Fig. 1. Prenatal opioid exposure impacts neonatal outcomes in offspring.

A Rat dams self-administered oxycodone for either 5 days pre-pregnancy (control) or throughout gestation. B Number of pups per litter was significantly decreased at P3 and P6 following oxycodone exposure. C ~ 20% of oxyocodone exposed pups lacked a detectable milk band and oxycodone pups tended to have fewer medium-size milk bands. Data are presented as % in each rating category per litter. D We observed a main effect of treatment such that the average body weight of oxycodone exposed litters was lower than that of control litters. E Both male and female oxycodone-exposed offspring were persistently lower in body weight into adulthood. A–D N = 7 litters (CON), 12 litters (Oxycodone), male and female offspring are combined. F 46% of oxycodone exposed pups were unable to right themselves in 60 s on P1, as compared to only 14% of control pups, N = 79–127 pups per group. G There was no significant treatment effect on the % of each litter unable to right or on the latency to right (H), N (litters) = 6 (P1 control), 5 (P3 control), 13 (P1 oxycodone), 12 (P3 oxycodone). However, both measures were significantly lower at P3 as compared to P1. I There was a significant main effect of age, but no significant main effect of treatment on total USVs at P3 and P6 (J). Analysis of USVs by frequency at P3 revealed significantly more USVs in control pups as compared to oxycodone-exposed pups, particularly at lower frequencies (K). Data represent Mean +/− SEM, *p = 0.05.

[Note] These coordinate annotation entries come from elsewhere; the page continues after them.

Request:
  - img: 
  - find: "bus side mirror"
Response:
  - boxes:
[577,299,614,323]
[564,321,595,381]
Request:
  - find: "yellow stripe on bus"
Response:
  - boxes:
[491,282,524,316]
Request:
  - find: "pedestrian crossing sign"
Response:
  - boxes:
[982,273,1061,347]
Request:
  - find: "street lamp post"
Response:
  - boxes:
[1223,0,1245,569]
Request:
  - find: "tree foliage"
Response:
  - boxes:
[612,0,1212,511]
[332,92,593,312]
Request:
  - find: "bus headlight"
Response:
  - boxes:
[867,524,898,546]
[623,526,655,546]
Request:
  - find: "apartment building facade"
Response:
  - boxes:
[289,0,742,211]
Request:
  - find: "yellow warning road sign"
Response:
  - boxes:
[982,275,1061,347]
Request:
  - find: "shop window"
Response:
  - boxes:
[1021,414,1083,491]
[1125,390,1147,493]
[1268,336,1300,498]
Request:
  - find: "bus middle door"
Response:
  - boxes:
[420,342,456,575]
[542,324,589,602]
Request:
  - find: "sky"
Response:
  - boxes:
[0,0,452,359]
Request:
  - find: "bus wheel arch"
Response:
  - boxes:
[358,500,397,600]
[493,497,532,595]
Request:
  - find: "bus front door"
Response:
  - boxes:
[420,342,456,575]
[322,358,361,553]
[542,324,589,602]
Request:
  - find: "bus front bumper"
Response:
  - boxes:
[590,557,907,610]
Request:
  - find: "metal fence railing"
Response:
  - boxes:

Fig. 2. Prenatal oxycodone exposure increases D1R density in the NAc in adulthood in males but not females.

A Schematic of timeline for treatment and tissue collection. B Rat brain atlas images delineating NAc region where D1R, D2R, and Th were quantified (based on Paxinos and Watson Rat Brain Atlas). C In males, D1R mean grey value differed significantly with age, and was higher at P55 in oxycodone-exposed males as compared to control. D D2R did not differ with treatment at P55 in males. E Representative 20x images of D1R staining in the NAc of males, scale bar = 27 microns. F D1R peaked at P30 in both control and oxycodone-exposed females, but did not differ with treatment. G D2R did not differ with treatment at P55 in females. H Representative 20x images of D1R staining in the NAc of females, scale bar = 27 microns. I Representative 20x image of Th staining in the NAc of males, scale bar = 27 microns. J Th peaked at P30 in both control and oxycodone exposed males and females (K), but did not differ with treatment. Data represent Mean +/− SEM, *p = 0.05.

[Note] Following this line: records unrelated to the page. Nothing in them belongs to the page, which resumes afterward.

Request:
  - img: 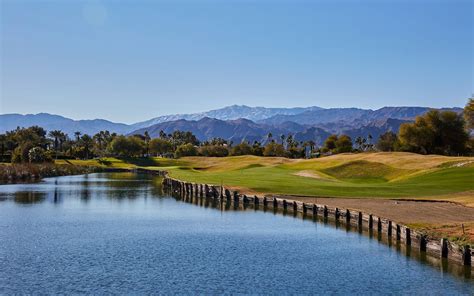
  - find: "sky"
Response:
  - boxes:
[0,0,474,123]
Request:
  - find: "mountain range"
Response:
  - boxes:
[0,105,462,144]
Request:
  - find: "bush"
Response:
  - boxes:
[28,147,46,163]
[199,145,229,157]
[230,142,254,156]
[263,142,286,157]
[12,142,34,163]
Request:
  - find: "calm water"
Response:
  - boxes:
[0,174,474,294]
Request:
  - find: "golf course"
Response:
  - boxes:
[57,152,474,202]
[56,152,474,243]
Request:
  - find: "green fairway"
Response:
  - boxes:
[53,153,474,203]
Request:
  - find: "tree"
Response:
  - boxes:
[149,137,173,155]
[263,142,286,157]
[267,132,273,143]
[198,145,229,157]
[324,134,337,151]
[109,136,145,157]
[336,135,352,153]
[398,110,469,155]
[230,142,253,156]
[79,134,94,159]
[464,98,474,129]
[74,131,82,142]
[28,147,46,163]
[175,143,197,158]
[376,132,400,151]
[48,130,66,159]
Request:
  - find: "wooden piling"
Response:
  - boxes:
[420,235,427,252]
[405,227,411,246]
[441,238,448,258]
[462,245,472,266]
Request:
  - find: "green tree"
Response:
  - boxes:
[230,142,253,156]
[376,132,400,151]
[398,110,469,155]
[464,98,474,129]
[324,134,338,151]
[263,142,286,157]
[175,143,198,158]
[336,135,352,153]
[109,136,145,157]
[150,137,173,155]
[28,147,46,163]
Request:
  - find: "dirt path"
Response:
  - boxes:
[276,196,474,224]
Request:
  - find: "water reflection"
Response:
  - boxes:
[14,191,46,204]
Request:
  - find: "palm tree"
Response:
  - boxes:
[74,131,82,142]
[80,134,94,159]
[355,136,363,151]
[48,130,63,159]
[144,131,151,156]
[267,132,273,143]
[280,134,285,145]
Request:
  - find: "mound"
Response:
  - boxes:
[322,160,401,182]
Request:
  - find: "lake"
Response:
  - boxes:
[0,173,474,295]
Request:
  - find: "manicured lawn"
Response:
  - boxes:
[52,152,474,203]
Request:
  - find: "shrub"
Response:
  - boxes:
[199,145,229,157]
[263,142,286,157]
[28,147,46,163]
[230,142,254,156]
[175,143,198,157]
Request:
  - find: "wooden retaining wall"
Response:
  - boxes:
[159,177,473,266]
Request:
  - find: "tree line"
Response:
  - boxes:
[0,99,474,163]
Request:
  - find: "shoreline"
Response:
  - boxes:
[162,172,474,269]
[0,167,474,269]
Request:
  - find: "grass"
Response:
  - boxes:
[50,152,474,204]
[4,152,474,242]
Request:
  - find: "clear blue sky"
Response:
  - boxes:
[0,0,474,123]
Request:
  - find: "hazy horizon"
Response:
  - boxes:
[0,0,474,124]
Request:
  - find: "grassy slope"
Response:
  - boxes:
[53,152,474,206]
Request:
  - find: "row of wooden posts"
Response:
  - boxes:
[163,177,472,266]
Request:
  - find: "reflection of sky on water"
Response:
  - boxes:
[0,173,161,205]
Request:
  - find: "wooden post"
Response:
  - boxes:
[234,191,239,206]
[441,238,448,258]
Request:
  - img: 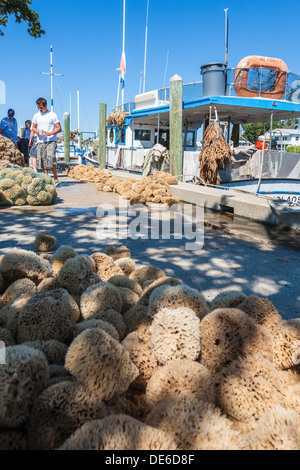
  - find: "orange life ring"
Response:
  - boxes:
[234,55,288,99]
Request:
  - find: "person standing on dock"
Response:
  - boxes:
[32,98,61,186]
[0,109,18,144]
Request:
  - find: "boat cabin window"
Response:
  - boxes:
[247,68,276,91]
[134,129,151,142]
[182,131,195,147]
[154,129,169,149]
[116,129,126,144]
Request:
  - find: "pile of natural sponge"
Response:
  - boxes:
[0,168,57,206]
[67,165,179,207]
[0,239,300,451]
[0,136,25,166]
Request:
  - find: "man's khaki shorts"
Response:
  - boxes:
[36,141,57,170]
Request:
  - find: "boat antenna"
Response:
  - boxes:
[143,0,149,93]
[40,45,63,111]
[163,51,169,88]
[224,8,229,68]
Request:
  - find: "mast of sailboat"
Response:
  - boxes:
[121,0,126,105]
[41,44,63,111]
[224,8,228,67]
[143,0,149,93]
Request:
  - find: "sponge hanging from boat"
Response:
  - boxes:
[199,121,232,185]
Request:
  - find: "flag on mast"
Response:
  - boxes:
[120,51,126,74]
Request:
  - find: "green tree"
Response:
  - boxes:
[242,119,299,144]
[0,0,45,38]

Fig. 3. Prenatal opioid exposure decreases microglial engulfment of NAc-D1R during adolescence in males.

A Schematic of timeline for exposure and P30 engulfment assessment. B D1R volume within microglia was significantly decreased following oxycodone exposure in male offspring at P30. C % D1R volume of total microglial volume was significantly decreased following oxycodone exposure in male offspring at P30. D There was no treatment effect on microglial volume. E Representative 60x images of microglial D1R engulment: grey: Iba1, green: D1R, scale bar = 5 microns. F Scholl analysis revealed no differences in # of intersections between control and oxycodone males, or in branch endpoints (G) or Ramification Index (H). B–H Dots represent individual microglia, N = 29 (control), 30 (oxycodone) nested per animal 6 and 7, respectively for analysis (nested t-tests). Data represent Mean +/− SEM, *p = 0.05.

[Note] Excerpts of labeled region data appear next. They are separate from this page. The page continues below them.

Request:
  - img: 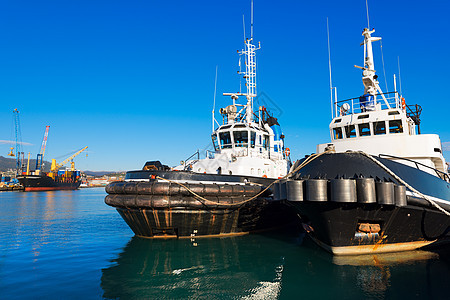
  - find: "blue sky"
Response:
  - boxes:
[0,0,450,170]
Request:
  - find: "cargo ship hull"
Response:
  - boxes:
[17,175,81,192]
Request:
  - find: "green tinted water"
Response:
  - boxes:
[0,189,450,299]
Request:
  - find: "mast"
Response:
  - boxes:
[355,28,390,108]
[223,0,261,123]
[239,0,261,123]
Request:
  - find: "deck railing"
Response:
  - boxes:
[334,92,402,117]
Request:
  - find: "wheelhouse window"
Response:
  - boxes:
[250,131,256,148]
[219,131,233,149]
[263,135,270,150]
[358,123,370,136]
[233,130,248,147]
[333,127,343,140]
[345,125,356,138]
[373,121,386,135]
[211,134,220,151]
[389,120,403,133]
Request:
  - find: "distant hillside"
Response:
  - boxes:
[0,155,51,172]
[83,171,126,177]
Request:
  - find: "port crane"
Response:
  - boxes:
[36,125,50,175]
[8,108,24,173]
[50,146,88,172]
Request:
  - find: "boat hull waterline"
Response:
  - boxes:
[105,171,298,238]
[286,153,450,255]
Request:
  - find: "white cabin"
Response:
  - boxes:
[317,28,447,176]
[175,22,290,178]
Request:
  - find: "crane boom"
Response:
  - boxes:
[36,125,50,174]
[51,146,88,172]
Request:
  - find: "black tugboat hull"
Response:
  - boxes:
[289,153,450,255]
[293,202,450,255]
[105,171,298,238]
[17,175,81,192]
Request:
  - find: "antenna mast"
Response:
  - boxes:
[327,17,334,118]
[250,0,253,39]
[366,0,370,29]
[240,0,261,123]
[212,66,218,131]
[223,0,261,123]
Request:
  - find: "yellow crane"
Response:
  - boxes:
[50,146,88,172]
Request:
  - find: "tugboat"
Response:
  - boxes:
[277,28,450,255]
[105,4,298,238]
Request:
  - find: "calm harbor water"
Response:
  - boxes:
[0,188,450,299]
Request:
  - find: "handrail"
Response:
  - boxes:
[378,154,450,182]
[336,92,398,103]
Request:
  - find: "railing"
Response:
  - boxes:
[378,154,450,182]
[334,92,402,117]
[184,150,200,170]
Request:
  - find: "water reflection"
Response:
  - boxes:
[101,235,450,299]
[101,236,284,299]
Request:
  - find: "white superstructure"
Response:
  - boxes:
[317,28,447,177]
[175,7,290,178]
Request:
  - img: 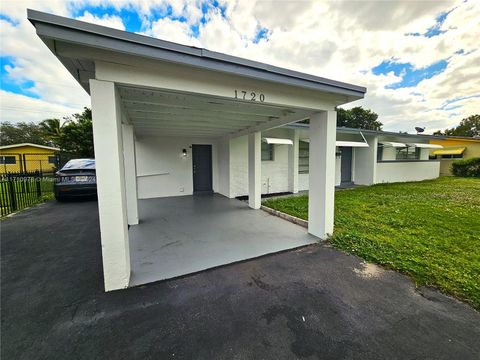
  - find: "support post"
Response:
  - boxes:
[248,131,262,209]
[288,129,299,194]
[122,124,138,225]
[90,79,130,291]
[308,111,337,239]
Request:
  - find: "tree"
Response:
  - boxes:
[435,114,480,137]
[59,108,94,158]
[39,119,70,145]
[337,106,383,130]
[0,121,51,145]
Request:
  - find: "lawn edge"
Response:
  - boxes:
[260,205,308,229]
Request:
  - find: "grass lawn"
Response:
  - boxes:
[263,177,480,309]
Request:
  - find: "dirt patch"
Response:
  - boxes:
[353,262,385,279]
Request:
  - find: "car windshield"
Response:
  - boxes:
[62,159,95,170]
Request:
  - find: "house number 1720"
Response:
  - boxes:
[234,90,265,102]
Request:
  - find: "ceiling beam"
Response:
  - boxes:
[128,113,268,127]
[125,103,274,122]
[133,122,238,131]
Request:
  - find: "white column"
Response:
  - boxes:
[248,132,262,209]
[122,124,138,225]
[90,80,130,291]
[288,129,299,194]
[308,111,337,239]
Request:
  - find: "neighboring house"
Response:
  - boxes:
[0,143,60,174]
[28,10,366,291]
[430,136,480,176]
[230,124,442,196]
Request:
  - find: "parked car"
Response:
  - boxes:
[53,159,97,201]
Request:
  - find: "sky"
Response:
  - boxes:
[0,0,480,133]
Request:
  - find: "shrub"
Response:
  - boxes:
[452,158,480,177]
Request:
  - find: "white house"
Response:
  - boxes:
[224,123,441,197]
[28,10,366,291]
[288,124,442,190]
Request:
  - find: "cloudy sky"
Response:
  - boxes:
[0,0,480,132]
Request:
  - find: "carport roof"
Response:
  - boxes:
[27,9,366,101]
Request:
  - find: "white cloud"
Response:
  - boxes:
[76,11,125,30]
[0,90,83,123]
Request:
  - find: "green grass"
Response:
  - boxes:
[263,177,480,309]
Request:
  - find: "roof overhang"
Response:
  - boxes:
[335,141,369,147]
[407,143,443,149]
[27,9,366,103]
[433,147,465,155]
[379,141,407,147]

Fig. 4. Prenatal opioid exposure prevents extinction of oxycodone-conditioned place preference in adult male, but not female, offspring.

A Schematic of conditioned place preference procedure. B In males, a significant interaction effect was observed between treatment and session. Posthoc testing revealed significant group differences such that control male offspring showed a significantly lower preference for the drug-paired compartment on extinction session 1 as compared to the test session, while no decrease between test and extinction 1 was observed in oxycodone-exposed males. C Both control and oxycodone-exposed females showed extinction of conditioned place preference. Data represent Mean +/− SEM, *p = 0.05 relative to Test session.